As the world fears entering into recession, more and more people choose to rent expensive designer labels instead of paying high prices to own them.
Shares of the subscription-based fashion service platform surged after it reported impressive revenues for the third quarter and also raised its full-year guidance.
Q3 revenue of $77.4 million grew 31% year-over-year, easily beating $72.9 million consensus expectations. Positively, its loss per share also came down remarkably to $0.56 from $6.72 in the year-ago period.
Investors cheered the surprising 15% growth witnessed in active subscribers to 134,240. Total subscribers also increased by 17% to 176,167. What was even more enticing was the 28% growth registered in average revenue per user (ARPU).

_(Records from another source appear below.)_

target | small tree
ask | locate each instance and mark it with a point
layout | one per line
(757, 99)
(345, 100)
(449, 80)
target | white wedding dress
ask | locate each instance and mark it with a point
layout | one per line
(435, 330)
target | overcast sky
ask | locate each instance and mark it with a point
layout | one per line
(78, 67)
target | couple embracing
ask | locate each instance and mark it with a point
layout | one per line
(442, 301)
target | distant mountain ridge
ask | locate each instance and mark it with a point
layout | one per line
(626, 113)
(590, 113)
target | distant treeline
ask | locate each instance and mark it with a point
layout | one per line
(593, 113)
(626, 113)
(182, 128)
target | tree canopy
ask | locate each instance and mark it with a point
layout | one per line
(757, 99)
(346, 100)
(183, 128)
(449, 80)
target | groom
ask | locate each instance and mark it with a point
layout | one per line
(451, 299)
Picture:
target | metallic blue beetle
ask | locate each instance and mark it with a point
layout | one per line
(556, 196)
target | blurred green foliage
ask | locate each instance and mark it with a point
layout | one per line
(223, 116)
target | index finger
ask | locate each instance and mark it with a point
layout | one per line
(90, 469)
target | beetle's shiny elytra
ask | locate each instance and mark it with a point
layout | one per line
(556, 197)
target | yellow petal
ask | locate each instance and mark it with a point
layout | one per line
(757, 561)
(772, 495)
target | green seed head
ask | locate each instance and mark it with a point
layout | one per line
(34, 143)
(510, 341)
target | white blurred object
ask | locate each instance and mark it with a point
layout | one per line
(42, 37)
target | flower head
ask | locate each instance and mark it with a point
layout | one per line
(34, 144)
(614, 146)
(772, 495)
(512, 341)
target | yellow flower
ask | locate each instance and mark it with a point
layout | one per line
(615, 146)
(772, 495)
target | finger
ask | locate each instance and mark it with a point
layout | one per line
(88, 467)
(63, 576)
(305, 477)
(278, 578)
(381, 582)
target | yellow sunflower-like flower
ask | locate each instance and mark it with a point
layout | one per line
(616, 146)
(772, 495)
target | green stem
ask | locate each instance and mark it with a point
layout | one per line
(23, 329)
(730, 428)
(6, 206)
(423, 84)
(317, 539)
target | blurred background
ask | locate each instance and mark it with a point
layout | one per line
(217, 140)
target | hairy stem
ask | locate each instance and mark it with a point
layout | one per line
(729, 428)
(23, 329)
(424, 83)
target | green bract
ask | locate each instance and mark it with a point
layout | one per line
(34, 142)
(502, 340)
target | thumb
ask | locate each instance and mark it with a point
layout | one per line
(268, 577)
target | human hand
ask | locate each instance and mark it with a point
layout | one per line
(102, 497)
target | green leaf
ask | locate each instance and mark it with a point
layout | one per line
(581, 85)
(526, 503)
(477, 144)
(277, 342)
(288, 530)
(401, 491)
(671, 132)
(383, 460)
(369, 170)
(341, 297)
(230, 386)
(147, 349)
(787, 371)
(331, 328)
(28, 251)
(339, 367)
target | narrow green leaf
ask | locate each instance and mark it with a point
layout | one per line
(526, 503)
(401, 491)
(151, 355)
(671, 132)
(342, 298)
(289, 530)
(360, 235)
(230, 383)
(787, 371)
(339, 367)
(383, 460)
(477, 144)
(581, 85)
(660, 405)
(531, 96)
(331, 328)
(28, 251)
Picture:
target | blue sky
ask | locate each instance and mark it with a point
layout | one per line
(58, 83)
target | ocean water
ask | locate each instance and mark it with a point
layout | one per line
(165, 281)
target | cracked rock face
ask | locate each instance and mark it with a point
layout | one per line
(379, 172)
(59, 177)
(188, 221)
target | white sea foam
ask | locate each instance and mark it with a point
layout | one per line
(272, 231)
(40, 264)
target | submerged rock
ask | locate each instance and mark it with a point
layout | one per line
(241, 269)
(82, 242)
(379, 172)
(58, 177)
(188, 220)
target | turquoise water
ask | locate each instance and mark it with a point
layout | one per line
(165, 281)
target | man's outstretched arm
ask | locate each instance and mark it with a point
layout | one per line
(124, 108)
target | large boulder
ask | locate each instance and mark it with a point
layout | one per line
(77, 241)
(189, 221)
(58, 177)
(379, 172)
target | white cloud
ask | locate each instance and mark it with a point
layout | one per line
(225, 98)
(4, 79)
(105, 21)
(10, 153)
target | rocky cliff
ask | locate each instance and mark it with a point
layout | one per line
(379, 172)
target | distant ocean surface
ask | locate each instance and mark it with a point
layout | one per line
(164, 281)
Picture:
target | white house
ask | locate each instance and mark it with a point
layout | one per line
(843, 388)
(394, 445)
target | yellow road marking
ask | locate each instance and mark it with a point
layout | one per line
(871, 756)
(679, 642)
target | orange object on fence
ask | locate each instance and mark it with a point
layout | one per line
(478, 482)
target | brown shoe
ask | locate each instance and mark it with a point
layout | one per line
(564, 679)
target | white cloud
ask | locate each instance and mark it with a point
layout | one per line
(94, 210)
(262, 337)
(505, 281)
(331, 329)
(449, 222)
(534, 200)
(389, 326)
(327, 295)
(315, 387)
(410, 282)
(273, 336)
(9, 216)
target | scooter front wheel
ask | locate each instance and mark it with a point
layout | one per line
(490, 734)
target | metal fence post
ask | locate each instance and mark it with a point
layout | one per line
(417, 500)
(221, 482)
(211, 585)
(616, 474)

On top of robust Q3 results, management raised its guidance for 2022. For the full year, total revenue is expected to range between $293 million – $295 million, higher than the prior guided range of $285 million – $290 million.
For Q4, total revenue is expected to range between $72 million – $74 million, while the consensus is pegged at $72 million. Moreover, its adjusted EBITDA margin is forecast to range between 4% and 5%.
Restructuring Initiatives Effectively Leading to a Turnaround
Earlier in September, the company announced a restructuring plan, including slashing 24% of its workforce. It was encouraging to see the results from this in its Q3 results.
During the Q3 earnings conference, the company reassured investors that it is working on numerous initiatives to further enhance its subscriber base, luring its customers with newly-added celebrity collections and exclusive designer brands. It’s also on track to achieve annual cost savings of $25 million – $27 million in Fiscal 2023. This should improve the company’s cash position.
Importantly, the company is yet to turn profitable. However, the most recent results indicate that RENT may be inching closer to profitability. The company has reported EBITDA profitability for two consecutive quarters, with a Q3 EBITDA margin of 8.5%.
CFO Scarlett O’Sullivan believes that the company’s “gross margin and fixed cost leverage improvements help to ensure RTR can navigate potentially rougher macro conditions, while improving our profitability and accelerating our path to free cash flow breakeven.”
She added, “Over the medium-term, we continue to believe we can generate 15% profitability on Adjusted EBITDA after product depreciation.”
Further, in terms of valuation, the RENT stock looks cheap, trading at a low EV/sales ratio of about 1.0x.
Is Rent the Runway Stock a Buy, According to Analysts?
The Wall Street community is cautiously optimistic about the stock. Overall, the RENT stock commands a Moderate Buy consensus rating based on four Buys and two Holds. RENT’s average price target of $5.30 implies 92.7% upside potential from current levels.
Conclusion: RENT Stock Looks Attractive
Wide-spread inflation and recessionary fears have made fashionistas weary of making big fashion buys. Behemoth retailers like Walmart (NYSE:WMT) and Target (NYSE:TGT) are showing concerns over consumers’ spending, especially on big-ticket items. Larger groups of customers are now making spending cuts, resorting to rental fashion instead.
The current scenario surely puts Rent the Runway in an advantageous position, fulfilling the fashion needs of customers despite high inflation and budgetary constraints.
The sharing economy in the apparel sector is a newer theme, and the industry is in a nascent stage. RENT has a strong competitive advantage being one of the first few players. Consumer spending trends are seeing a secular shift, and this can pave the way for long-term growth for companies like RENT.
I like the stock for the successful implementation of its restructuring initiatives that led to impressive Q3 results and a brighter outlook. The company is marching toward profitability and is confident that EBITDA will be in the green by the end of 2022. I will buy the stock for its winning streak and promising outlook despite the tough macro picture.